My confidence in recommending 4-bromo-5-fluoro-2-methoxy-pyridine stems from practical trial, not just reading the datasheet. Colleagues across pharma and academic research echo my findings: well-chosen intermediates minimize bottlenecks and support quick shifts in synthetic strategy as project goals evolve. Detailed analysis in top-tier journals, real-world success in pilot programs, and steady supply from reputable vendors all point to the same trend.

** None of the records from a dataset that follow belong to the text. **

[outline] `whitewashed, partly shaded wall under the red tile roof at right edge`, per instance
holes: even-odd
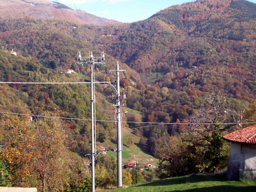
[[[241,148],[242,146],[242,148]],[[239,180],[239,169],[244,170],[249,179],[256,178],[256,145],[231,143],[228,160],[228,180]]]

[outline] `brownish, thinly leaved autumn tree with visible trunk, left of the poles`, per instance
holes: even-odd
[[[60,119],[54,117],[39,119],[35,124],[35,131],[35,140],[38,142],[33,146],[33,165],[40,176],[43,191],[49,188],[61,191],[68,184],[65,175],[70,171],[67,169],[69,153],[65,145],[67,134]]]

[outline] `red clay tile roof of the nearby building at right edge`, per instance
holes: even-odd
[[[235,132],[224,135],[223,139],[230,142],[256,144],[256,125],[242,129],[242,138],[241,130],[237,130]]]

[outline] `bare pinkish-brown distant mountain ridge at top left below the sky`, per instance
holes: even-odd
[[[64,4],[48,0],[0,0],[1,18],[33,17],[35,19],[60,19],[78,24],[108,25],[119,21],[97,17],[82,10],[73,10]]]

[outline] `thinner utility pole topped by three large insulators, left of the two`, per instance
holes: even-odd
[[[95,60],[97,60],[95,62]],[[95,191],[95,171],[94,171],[94,160],[95,160],[95,148],[94,148],[94,116],[93,116],[93,106],[94,106],[94,89],[93,89],[93,70],[94,70],[94,64],[99,64],[99,65],[105,65],[106,63],[104,62],[105,60],[105,55],[104,52],[101,53],[101,57],[93,57],[92,51],[89,53],[89,57],[81,57],[81,52],[77,53],[77,62],[76,64],[79,64],[80,66],[84,66],[84,64],[91,64],[91,115],[92,115],[92,122],[91,122],[91,127],[92,127],[92,145],[91,145],[91,150],[92,150],[92,156],[91,156],[91,161],[92,161],[92,192]]]

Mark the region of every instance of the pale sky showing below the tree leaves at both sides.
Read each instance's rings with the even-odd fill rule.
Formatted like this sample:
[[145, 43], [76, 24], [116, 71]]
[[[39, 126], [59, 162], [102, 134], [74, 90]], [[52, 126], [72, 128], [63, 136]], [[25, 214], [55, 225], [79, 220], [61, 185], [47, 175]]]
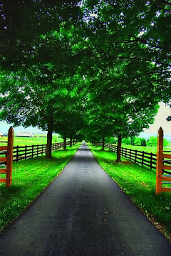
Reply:
[[[144, 129], [144, 132], [141, 132], [140, 137], [143, 137], [143, 135], [145, 135], [147, 137], [147, 135], [153, 135], [153, 136], [157, 136], [157, 132], [158, 129], [160, 127], [162, 127], [164, 134], [168, 134], [171, 135], [171, 121], [167, 122], [166, 118], [168, 116], [171, 115], [171, 109], [169, 106], [165, 106], [164, 103], [160, 102], [160, 109], [157, 113], [157, 115], [155, 116], [155, 122], [154, 124], [150, 125], [149, 129]], [[0, 122], [0, 132], [4, 132], [7, 133], [9, 127], [12, 124], [6, 124], [6, 122]], [[33, 133], [46, 133], [46, 132], [42, 132], [40, 129], [37, 128], [33, 128], [33, 127], [28, 127], [26, 129], [24, 129], [23, 127], [14, 127], [14, 132], [33, 132]]]

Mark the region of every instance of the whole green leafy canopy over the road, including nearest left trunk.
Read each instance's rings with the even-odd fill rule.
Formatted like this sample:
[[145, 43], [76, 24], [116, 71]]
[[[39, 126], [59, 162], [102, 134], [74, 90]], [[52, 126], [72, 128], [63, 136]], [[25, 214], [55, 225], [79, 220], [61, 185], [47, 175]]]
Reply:
[[[134, 137], [170, 104], [170, 1], [1, 1], [0, 119]], [[168, 118], [170, 119], [170, 118]], [[139, 142], [138, 142], [139, 143]]]

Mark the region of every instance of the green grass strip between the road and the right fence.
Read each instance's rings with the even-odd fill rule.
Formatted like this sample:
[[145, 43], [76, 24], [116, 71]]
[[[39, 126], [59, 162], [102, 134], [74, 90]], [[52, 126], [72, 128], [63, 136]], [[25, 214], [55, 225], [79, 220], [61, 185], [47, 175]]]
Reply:
[[108, 149], [102, 152], [100, 147], [89, 147], [105, 172], [171, 242], [171, 193], [155, 195], [155, 170], [128, 161], [116, 163], [116, 154]]

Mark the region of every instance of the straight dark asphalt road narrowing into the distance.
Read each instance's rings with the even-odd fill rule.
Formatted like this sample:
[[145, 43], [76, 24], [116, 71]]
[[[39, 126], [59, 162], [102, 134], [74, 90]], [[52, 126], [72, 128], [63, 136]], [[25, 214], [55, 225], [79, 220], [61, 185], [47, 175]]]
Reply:
[[0, 256], [171, 256], [171, 244], [82, 144], [0, 236]]

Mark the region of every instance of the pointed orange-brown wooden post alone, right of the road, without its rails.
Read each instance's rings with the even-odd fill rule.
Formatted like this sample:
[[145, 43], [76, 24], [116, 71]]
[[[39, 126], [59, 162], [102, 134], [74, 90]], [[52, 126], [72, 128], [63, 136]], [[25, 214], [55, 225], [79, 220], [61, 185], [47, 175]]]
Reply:
[[160, 193], [162, 187], [162, 154], [163, 154], [163, 130], [158, 130], [157, 138], [157, 164], [156, 164], [156, 194]]

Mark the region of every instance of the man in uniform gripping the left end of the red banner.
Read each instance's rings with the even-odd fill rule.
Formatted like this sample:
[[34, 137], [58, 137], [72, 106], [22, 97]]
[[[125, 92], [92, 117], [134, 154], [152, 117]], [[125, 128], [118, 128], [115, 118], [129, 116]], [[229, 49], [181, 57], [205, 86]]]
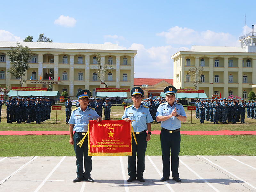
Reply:
[[[85, 142], [83, 142], [81, 147], [77, 145], [77, 143], [86, 135], [89, 120], [96, 119], [97, 122], [101, 122], [102, 120], [94, 108], [88, 107], [89, 94], [90, 91], [88, 89], [84, 89], [76, 94], [80, 106], [72, 110], [68, 122], [70, 133], [69, 143], [74, 145], [74, 151], [76, 153], [77, 178], [73, 180], [74, 183], [84, 180], [94, 182], [94, 180], [91, 178], [92, 156], [88, 156], [88, 142], [86, 142], [88, 140], [88, 135], [85, 137]], [[75, 131], [74, 135], [73, 131]]]

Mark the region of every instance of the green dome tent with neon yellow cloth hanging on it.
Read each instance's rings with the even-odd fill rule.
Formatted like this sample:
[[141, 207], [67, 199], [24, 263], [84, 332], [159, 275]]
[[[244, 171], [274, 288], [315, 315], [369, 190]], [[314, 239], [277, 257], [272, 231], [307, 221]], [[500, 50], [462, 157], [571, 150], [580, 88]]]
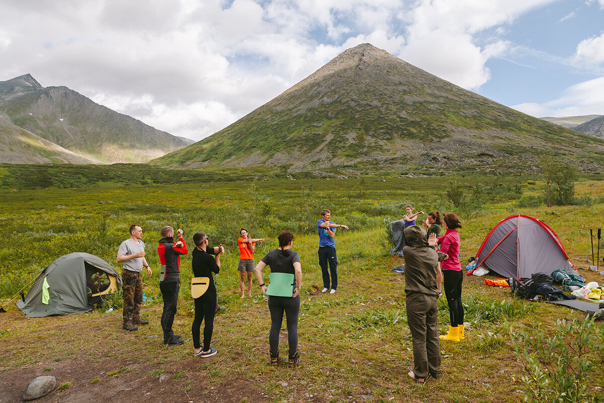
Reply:
[[[109, 285], [98, 289], [92, 280], [95, 273], [106, 274]], [[103, 294], [109, 288], [117, 291], [121, 286], [121, 276], [100, 257], [89, 253], [70, 253], [43, 269], [27, 292], [25, 301], [19, 300], [17, 307], [27, 318], [82, 314], [92, 310], [94, 300], [91, 296]]]

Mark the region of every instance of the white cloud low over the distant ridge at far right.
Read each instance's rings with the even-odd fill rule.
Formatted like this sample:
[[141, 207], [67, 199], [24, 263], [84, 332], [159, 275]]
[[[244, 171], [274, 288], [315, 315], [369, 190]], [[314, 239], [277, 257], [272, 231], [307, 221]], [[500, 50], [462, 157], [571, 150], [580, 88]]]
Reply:
[[604, 77], [588, 80], [565, 89], [562, 97], [542, 104], [522, 103], [512, 108], [535, 117], [603, 114]]

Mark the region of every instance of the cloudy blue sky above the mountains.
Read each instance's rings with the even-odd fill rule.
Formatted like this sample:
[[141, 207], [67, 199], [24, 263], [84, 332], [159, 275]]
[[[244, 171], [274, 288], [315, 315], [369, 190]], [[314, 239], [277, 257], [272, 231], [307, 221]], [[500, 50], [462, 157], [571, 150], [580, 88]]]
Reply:
[[536, 117], [604, 114], [604, 0], [0, 3], [0, 80], [194, 140], [364, 42]]

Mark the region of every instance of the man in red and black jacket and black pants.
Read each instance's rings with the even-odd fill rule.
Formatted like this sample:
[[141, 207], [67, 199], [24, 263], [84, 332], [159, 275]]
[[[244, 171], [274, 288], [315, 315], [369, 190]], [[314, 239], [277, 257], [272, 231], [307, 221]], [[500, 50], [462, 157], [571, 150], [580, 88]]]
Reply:
[[164, 344], [182, 345], [180, 335], [172, 331], [176, 305], [178, 304], [178, 290], [181, 283], [181, 255], [187, 254], [187, 243], [182, 238], [182, 230], [176, 230], [178, 241], [174, 242], [174, 229], [169, 225], [161, 228], [161, 239], [157, 247], [161, 273], [159, 274], [159, 291], [164, 298], [164, 311], [161, 314], [161, 328], [164, 330]]

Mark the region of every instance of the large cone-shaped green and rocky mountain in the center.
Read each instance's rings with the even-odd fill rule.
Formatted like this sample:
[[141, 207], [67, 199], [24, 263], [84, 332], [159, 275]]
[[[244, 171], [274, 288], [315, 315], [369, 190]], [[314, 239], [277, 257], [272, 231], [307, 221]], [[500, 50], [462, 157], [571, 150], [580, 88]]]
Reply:
[[543, 153], [570, 156], [588, 171], [604, 166], [604, 140], [522, 114], [362, 44], [230, 126], [153, 162], [497, 173], [535, 169]]

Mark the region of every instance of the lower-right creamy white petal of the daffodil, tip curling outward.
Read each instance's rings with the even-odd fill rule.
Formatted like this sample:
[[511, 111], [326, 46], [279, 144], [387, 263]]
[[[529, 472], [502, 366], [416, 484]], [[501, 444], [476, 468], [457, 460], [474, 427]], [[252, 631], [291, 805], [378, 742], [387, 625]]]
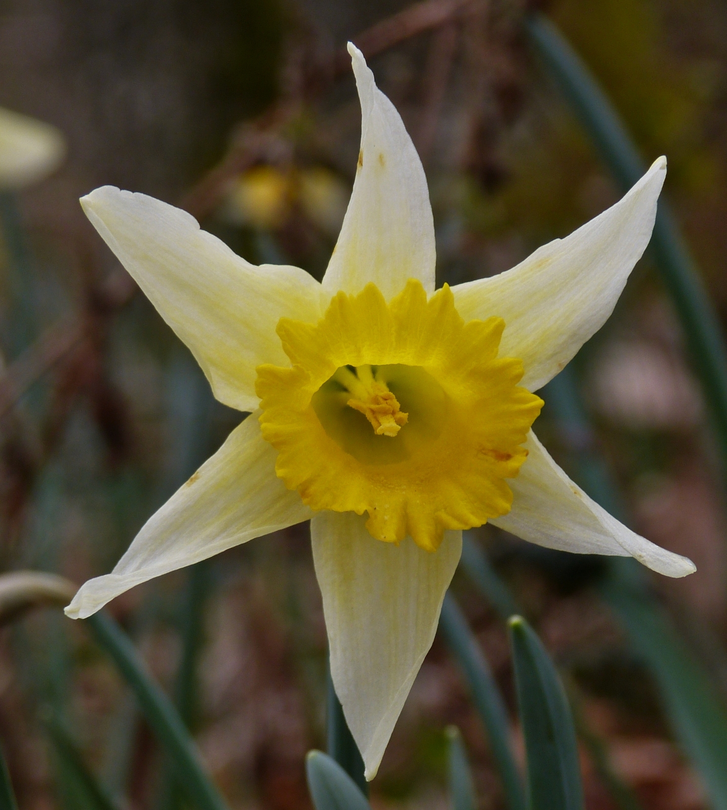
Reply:
[[667, 577], [686, 577], [696, 568], [687, 557], [666, 551], [612, 518], [573, 484], [530, 431], [528, 458], [508, 481], [512, 509], [491, 522], [530, 543], [580, 554], [633, 556]]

Labs that adopt multifunctional pyridines often see more robust pipelines—both in exploratory projects and in route development for scale-up. Project managers appreciate not just the improved timelines, but also better downstream safety and regulatory compliance scores. So, while a compound like this can seem like one more entry in a catalog, it’s worth considering the ripple effects: more options, less waste, fewer headaches, and a better shot at hitting those critical research targets.
Every day in the lab means balancing technical ambition with practical constraints. Products such as pyridine, 4-bromo-5-fluoro-2-methoxy-, make that balance easier to strike. They offer meaningful advances over simple substituted rings, combining practical synthetic handles with enhanced stability and compatibility. Genuine value emerges not from flashy marketing but from sustained performance and evidence of impact, both in published work and daily lab results.
Whether you’re mapping a complex synthetic network, optimizing a new drug lead, or developing the next breakthrough polymer, this is the kind of tool that quietly clears the path for bigger things. From one chemist’s bench to another’s, it’s a welcome upgrade in the chemical toolbox—built for today’s demands and tomorrow’s questions.